Read the post she has written about the first day she was there:
"Okay. I’ve arrived. I actually came in yesterday as the trip here–two days in the car, was rough. I feel a bit like I’m in the twilight zone. In some good ways, and some not so good."

"They got me started on a blend of IV nutrients and amino acids. Was hoping for so me quick relief, was told I might get quick relief. No such luck. I felt much worse throughout the IV. I got really scared as a result of that. Will it work? Can it work? Will I come out worse than I came in?

"It’s not that I don’t know it works for some people, I do know that. But I have always been trickier and stranger than “most people” and here I was feeling worse and worse as their concoction went into my vein.

All the horrible stories about detox experiences started flooding my mind. I’ve heard hundreds of them. They are ALL about traditional detox centers. Not places like this. I am afraid though that for me it won’t be different that I might end up worse off."

I did want to say that the level of respect I’m being treated with is astonishing. No psych ward I’ve been in or detox center I’ve visited (as a professional social worker I spent time in detox and rehab centers from time to time) treat people so well.
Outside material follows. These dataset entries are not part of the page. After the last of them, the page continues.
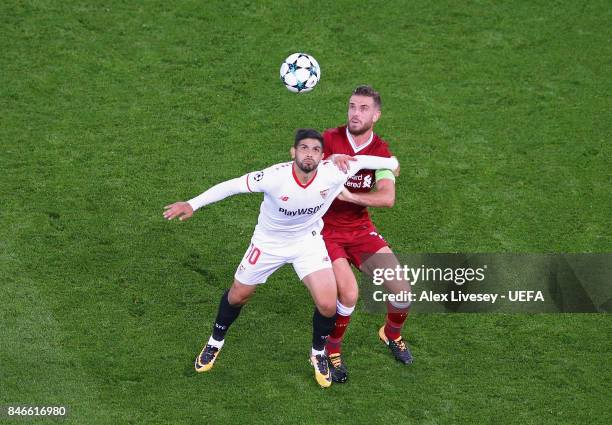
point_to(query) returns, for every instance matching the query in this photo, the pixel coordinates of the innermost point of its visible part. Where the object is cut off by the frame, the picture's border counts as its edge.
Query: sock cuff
(344, 310)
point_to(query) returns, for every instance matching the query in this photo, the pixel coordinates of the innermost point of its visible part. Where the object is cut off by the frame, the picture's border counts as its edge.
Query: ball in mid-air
(300, 72)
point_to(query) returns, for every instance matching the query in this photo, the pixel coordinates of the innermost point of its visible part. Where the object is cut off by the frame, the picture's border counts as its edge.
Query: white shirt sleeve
(256, 181)
(220, 191)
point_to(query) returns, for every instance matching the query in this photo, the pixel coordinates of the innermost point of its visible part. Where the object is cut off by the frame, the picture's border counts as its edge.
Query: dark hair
(369, 92)
(307, 133)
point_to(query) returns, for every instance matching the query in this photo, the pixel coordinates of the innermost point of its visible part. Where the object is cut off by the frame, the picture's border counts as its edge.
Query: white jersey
(290, 209)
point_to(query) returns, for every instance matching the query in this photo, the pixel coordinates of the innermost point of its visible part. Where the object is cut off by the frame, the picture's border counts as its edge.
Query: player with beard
(350, 235)
(296, 195)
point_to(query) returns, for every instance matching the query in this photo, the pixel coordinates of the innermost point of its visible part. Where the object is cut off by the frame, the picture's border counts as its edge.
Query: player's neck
(361, 139)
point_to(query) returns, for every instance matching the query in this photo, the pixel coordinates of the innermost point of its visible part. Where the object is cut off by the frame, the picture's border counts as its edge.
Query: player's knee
(327, 308)
(239, 294)
(348, 295)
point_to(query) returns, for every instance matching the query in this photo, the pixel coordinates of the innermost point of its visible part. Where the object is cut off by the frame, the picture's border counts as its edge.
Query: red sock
(394, 321)
(334, 340)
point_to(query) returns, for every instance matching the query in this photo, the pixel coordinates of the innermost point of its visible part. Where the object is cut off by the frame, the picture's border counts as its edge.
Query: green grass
(499, 112)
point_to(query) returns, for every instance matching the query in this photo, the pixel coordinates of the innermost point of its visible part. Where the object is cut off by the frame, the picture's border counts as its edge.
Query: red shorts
(354, 245)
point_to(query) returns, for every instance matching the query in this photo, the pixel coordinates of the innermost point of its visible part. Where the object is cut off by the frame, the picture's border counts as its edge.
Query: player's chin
(308, 166)
(357, 129)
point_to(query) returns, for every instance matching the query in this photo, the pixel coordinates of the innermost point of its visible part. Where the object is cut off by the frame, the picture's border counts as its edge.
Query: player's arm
(251, 182)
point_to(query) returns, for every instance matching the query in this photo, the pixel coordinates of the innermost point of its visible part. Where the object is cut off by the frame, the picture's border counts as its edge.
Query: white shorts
(307, 255)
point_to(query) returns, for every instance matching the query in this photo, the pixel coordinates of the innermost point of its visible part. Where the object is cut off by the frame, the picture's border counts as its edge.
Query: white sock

So in that respect, at least, I am being treated humanely and kindly.

Medically, on the other hand, I simply don’t know yet if they know what the fuck they are doing. But really I knew that coming in.

I’m so wasted right now I have to stop. Hope I can say more later, but frankly, have no idea what direction this is going to move in. My tendency is to go silent on my personal shit when things are dark and ugly.

Peace out."
This is from one comment she did:
"The horror stories about detox that I’ve heard of are ALL from traditional detox centers that use hard core drugs to get you off of hard core drugs…doesn’t make much sense… and what I’m doing hasn’t been being done for all that many years and there aren’t that many facilities in the country that do it, so I’m learning by experience."
This is not a good place to be but I truly hope that Gianna can forget psychiatric yards and traditional detox experiences. What she is doing can be of great help for many people in the future.
Be at peace Gianna!

2 comments:

Monica Cassani said...

thank you sweet Ana...
I greatly appreciate the love of so many of you out there. I really feel it helps me heal.

peace to you too.

Ana said...

I'm glad to know things are getting better!